- Performances: 1,420.
- Open / Close: August 10, 1986 – December 31, 1989
- Theater: The Marquis Theatre.
- Tony Awards: Nominated for 13 awards and won three – the two leads, Robert Lindsay and Maryanne Plunkett – and Gillian Gregory for choreography. The Tony Award performance by this cast (see below) is particularly notable!
- Fun Fact: As mentioned in the podcast, this was Gillian Gregory’s only Broadway show. He was primarily a choreographer for movies and television and his several of his most notable projects were movie adaptations of rock operas – The Who’s “Tommy” and Pink Floyd’s “The Wall” for example.
Podcast
As has been chronicled extensively on this podcast already, many older Broadway shows do NOT hold up very well over time. The ones that do – your “Guys and Dolls” or “Oklahomas” – still regularly get produced.

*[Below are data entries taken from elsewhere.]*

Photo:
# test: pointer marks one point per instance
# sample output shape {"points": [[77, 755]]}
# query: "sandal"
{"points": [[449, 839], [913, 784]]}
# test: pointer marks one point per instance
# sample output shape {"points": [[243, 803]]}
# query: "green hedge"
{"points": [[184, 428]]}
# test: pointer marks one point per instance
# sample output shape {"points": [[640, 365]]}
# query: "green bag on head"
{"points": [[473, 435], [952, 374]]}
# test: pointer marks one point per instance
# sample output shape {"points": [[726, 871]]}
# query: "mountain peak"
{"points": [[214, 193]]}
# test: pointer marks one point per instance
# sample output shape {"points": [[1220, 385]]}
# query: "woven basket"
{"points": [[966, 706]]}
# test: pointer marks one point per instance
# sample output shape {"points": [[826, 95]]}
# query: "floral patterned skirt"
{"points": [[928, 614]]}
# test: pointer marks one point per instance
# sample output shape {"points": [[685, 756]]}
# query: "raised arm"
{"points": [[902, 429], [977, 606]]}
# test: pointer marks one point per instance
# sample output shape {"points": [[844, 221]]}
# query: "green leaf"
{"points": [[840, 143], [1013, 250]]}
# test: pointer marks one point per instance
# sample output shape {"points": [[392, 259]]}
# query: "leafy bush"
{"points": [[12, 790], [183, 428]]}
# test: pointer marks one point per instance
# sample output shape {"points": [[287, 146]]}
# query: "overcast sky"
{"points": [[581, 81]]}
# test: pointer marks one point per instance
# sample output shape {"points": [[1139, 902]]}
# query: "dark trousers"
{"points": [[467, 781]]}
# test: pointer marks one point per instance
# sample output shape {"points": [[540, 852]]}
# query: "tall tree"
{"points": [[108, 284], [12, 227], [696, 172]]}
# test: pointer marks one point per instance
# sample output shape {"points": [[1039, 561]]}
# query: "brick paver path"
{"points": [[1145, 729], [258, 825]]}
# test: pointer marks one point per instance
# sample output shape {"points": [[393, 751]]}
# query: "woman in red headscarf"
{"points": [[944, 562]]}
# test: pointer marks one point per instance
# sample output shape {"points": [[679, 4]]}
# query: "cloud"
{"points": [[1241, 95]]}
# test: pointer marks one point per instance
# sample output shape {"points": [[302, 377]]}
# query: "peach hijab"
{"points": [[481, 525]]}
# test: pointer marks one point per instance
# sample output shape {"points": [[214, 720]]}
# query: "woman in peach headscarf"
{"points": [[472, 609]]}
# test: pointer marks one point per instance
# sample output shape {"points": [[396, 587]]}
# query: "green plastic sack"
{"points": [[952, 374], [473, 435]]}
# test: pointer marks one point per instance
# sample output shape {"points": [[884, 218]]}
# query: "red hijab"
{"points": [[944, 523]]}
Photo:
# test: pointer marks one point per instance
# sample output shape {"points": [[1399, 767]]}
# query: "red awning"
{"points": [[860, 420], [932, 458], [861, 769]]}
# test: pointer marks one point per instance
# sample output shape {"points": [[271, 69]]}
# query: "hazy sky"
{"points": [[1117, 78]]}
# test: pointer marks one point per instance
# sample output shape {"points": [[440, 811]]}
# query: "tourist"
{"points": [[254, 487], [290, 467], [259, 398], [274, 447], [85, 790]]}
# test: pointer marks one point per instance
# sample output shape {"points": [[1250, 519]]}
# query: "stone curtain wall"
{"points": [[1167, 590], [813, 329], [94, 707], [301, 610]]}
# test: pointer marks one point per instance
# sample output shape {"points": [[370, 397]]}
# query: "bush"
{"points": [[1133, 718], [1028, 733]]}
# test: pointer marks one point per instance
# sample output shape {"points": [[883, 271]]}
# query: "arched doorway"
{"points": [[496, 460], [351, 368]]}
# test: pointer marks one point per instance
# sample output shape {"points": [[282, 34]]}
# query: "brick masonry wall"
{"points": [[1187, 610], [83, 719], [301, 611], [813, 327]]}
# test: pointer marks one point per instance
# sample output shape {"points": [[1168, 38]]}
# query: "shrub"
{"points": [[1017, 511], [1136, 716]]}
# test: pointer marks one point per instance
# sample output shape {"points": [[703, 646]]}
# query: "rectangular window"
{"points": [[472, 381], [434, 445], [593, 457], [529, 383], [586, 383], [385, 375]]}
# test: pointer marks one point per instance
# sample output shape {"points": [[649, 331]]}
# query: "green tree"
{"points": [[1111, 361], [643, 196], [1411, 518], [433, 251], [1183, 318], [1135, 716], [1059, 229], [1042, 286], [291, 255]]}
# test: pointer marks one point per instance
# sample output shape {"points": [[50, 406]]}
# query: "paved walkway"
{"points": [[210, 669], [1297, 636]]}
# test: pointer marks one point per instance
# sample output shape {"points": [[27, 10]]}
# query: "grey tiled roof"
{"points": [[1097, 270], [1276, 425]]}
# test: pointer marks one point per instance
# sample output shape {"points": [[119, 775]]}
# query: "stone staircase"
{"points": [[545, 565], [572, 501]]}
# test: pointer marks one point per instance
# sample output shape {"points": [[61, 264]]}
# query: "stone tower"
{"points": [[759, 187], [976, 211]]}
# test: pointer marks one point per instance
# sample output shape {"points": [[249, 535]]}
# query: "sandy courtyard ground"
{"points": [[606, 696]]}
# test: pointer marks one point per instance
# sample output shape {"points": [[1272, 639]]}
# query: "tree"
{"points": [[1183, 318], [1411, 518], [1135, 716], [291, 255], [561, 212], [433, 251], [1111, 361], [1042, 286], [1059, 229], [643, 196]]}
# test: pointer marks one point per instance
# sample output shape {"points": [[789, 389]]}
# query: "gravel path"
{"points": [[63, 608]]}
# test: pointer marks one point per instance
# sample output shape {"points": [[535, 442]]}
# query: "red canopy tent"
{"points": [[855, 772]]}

But “Me and My Girl” is a bit of an anomaly. I personally think it totally holds up at least as well as many of the oft-produced Golden Age musicals, even though it’s set in the 1930s. But it hardly ever gets staged these days.
One of central Virginia’s long-time stars, Larry Cook, played Bill Snibson, the roguish and rough-and-tumble south Londoner who discovers he’s actually an English lord, way back in 1991. Larry and I talk about our mutual admiration for this show and ponder why it isn’t popping up on stages still today.
In the podcast, I mistakenly say that the show was still running on Broadway when it was produced here in Richmond. However, it was still touring and regional theaters all over the country were having long-running hits with the fun and frivolous romp. Don’t you think modern audiences would enjoy the class conscious conflicts spurring the low-stakes tension in this show? I sure do!